Fayetteville lawmaker seeks discrimination protection for service members, vets
Posted April 28
Raleigh, N.C. — Saying military veterans are being unfairly turned away from too many jobs, state Rep. Billy Richardson, D-Cumberland, said Thursday he plans to file a bill next week that would extend discrimination protections to veterans as well as active-duty members of the military.
"Our veterans are being discriminated against in staggering numbers," Richardson said during a brief news conference.
Many employers wrongly believe anyone who served in Iraq or Afghanistan suffers from post-traumatic stress disorder and could pose a risk in the workplace, he said.
"Rather than assuming that, what we need to do is to have our employers understand that the best employees in the world and the best-trained employees in the world are our veterans, and they certainly shouldn't be discriminated against for serving our country," he said.

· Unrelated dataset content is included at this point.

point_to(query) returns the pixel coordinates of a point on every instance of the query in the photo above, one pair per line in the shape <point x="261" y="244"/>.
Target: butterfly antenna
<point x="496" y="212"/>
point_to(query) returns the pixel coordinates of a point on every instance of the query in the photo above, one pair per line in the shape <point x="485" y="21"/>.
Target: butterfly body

The U.S. Bureau of Labor Statistics reports that the jobless rates among veterans who have served in the military since 2001 was 5.8 percent in 2015, down from 7.2 percent the previous year.

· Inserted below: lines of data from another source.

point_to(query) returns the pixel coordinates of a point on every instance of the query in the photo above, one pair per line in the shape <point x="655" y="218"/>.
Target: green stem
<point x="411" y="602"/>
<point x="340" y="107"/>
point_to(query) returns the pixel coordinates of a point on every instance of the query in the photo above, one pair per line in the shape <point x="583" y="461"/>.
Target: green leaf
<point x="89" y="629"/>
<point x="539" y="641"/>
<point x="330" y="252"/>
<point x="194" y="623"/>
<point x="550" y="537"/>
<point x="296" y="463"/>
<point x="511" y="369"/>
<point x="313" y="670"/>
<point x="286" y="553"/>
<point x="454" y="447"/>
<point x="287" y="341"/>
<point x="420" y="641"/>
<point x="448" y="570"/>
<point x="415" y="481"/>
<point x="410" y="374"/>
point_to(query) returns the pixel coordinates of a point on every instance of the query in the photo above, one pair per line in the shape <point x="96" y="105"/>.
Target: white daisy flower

In North Carolina, the unemployment rate for veterans is 3.1 percent, far below the statewide average.
Rep. Grier Martin, D-Wake, tried to insert protections for veterans into House Bill 2 when it was debated on the House floor last month, but Republican lawmakers succeeded in tabling his motion.
In addition to veterans, House Bill 2 doesn't extend discrimination protections to gay and transgender people, which has fueled a statewide and nationwide debate in recent weeks over LGBT rights.
Richardson voted for House Bill 2, but he has since said that was a mistake that he is trying to correct. His proposed bill also would repeal a provision of the law that prevents people from suing in state court over job discrimination.
Martin and three other House members, Reps. Darren Jackson, D-Wake, Graig Meyer, D-Orange, and Susi Hamilton, D-New Hanover, filed a bill Monday that would repeal House Bill 2 entirely. Republican legislative leaders have said they have no plans to do that.